Yea I just can't find any resources on it at all.


----------



## Freqman1 (Jun 25, 2018)

MorganB said:


> Yea I just can't find any resources on it at all.



Have you searched the online Copake catalogs for a similar bike? V/r Shawn


----------



## GiovanniLiCalsi (Jun 25, 2018)

The saddle is incorrect.
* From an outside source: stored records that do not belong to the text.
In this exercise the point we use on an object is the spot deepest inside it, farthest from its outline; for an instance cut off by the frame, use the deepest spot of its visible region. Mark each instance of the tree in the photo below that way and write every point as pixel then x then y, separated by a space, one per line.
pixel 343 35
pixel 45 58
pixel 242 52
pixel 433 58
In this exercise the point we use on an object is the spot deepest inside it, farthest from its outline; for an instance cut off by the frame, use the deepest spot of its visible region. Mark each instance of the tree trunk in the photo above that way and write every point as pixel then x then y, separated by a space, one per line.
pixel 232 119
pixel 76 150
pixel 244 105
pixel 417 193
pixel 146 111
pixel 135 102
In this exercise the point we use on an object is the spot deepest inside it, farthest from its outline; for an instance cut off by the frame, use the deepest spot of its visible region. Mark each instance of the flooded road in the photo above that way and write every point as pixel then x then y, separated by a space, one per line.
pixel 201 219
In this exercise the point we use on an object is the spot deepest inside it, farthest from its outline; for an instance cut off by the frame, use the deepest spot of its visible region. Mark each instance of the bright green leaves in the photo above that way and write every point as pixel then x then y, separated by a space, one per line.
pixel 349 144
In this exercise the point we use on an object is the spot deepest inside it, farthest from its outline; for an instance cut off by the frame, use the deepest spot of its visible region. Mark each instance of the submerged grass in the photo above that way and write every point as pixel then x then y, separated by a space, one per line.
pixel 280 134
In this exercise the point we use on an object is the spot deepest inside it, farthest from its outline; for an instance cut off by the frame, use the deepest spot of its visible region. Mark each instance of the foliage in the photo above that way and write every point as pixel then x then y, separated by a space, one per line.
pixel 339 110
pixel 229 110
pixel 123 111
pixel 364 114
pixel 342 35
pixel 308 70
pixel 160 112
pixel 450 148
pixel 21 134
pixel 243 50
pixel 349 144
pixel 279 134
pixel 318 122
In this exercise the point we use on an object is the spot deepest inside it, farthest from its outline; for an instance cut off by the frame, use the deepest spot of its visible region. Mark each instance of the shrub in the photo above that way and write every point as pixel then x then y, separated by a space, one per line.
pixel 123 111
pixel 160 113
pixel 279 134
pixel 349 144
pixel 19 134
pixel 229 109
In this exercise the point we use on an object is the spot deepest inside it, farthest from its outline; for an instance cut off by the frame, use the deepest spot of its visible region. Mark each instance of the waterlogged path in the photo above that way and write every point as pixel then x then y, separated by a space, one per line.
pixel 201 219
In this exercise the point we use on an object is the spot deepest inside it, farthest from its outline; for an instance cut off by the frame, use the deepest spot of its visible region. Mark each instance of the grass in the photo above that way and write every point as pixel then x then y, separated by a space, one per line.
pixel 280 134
It’s circa 1905.


----------



## bricycle (Jun 25, 2018)

Fyi, wheels are 40's or newer, pedals too new, fenders too new (would have had wooden rear fender only likely) saddle is newer(teens/20's) although saddle top itself may be from TOC. Value, $500-$700. Wheels hurt the valuation most.


----------



## GiovanniLiCalsi (Jun 25, 2018)

https://www.worthpoint.com/worthopedia/antique-bicycle-featherstone-1898-412305731


----------



## GiovanniLiCalsi (Jun 25, 2018)




----------



## bikejunk (Jun 25, 2018)

This is absolute typical for a old unused bicycle to be refurbished during World War 2  -lots of people think thy got scraped but really most were put back into service due to gas rationing and automobile tire rationing  a really wonderfull piece of history  --Missing all the valuable parts -but a wonderful seat ask 500


----------



## shoe3 (Jun 26, 2018)

bikejunk said:


> This is absolute typical for a old unused bicycle to be refurbished during World War 2  -lots of people think thy got scraped but really most were put back into service due to gas rationing and automobile tire rationing  a really wonderfull piece of history  --Missing all the valuable parts -but a wonderful seat ask 500



Featherstones were sold by the Wright Brothers 1890s mid period.


----------



## Waffenrad (Jul 9, 2018)

There were some huge forum threads about Featherstone bicycles on the Wheelmen website a few years ago, but unfortunately that forum recently moved to a new server and the older content isn't available again yet.  I kept copies of those forum threads myself and I'll try to upload them either here or on the new Wheelmen forum.  In the meantime here a few highlights.  Featherstone originated in Chicago around 1890 as a children's conveyance maker.  In the early 1890s the company secured the exclusive American rights to the Scottish Dunlop tire, the first pneumatic bicycle tire.  Featherstone quickly built an enormous factory and became one of America's largest manufacturers.  However, Featherstone sold most of its bicycles to other distributors, so it is relatively rare to find a bicycle with a Featherstone badge.  The Featherstone product line took its model names after royalty, i.e. Road King (men's), Road Queen (ladies'), Prince, Princess, Duke, Duchess, etc.


----------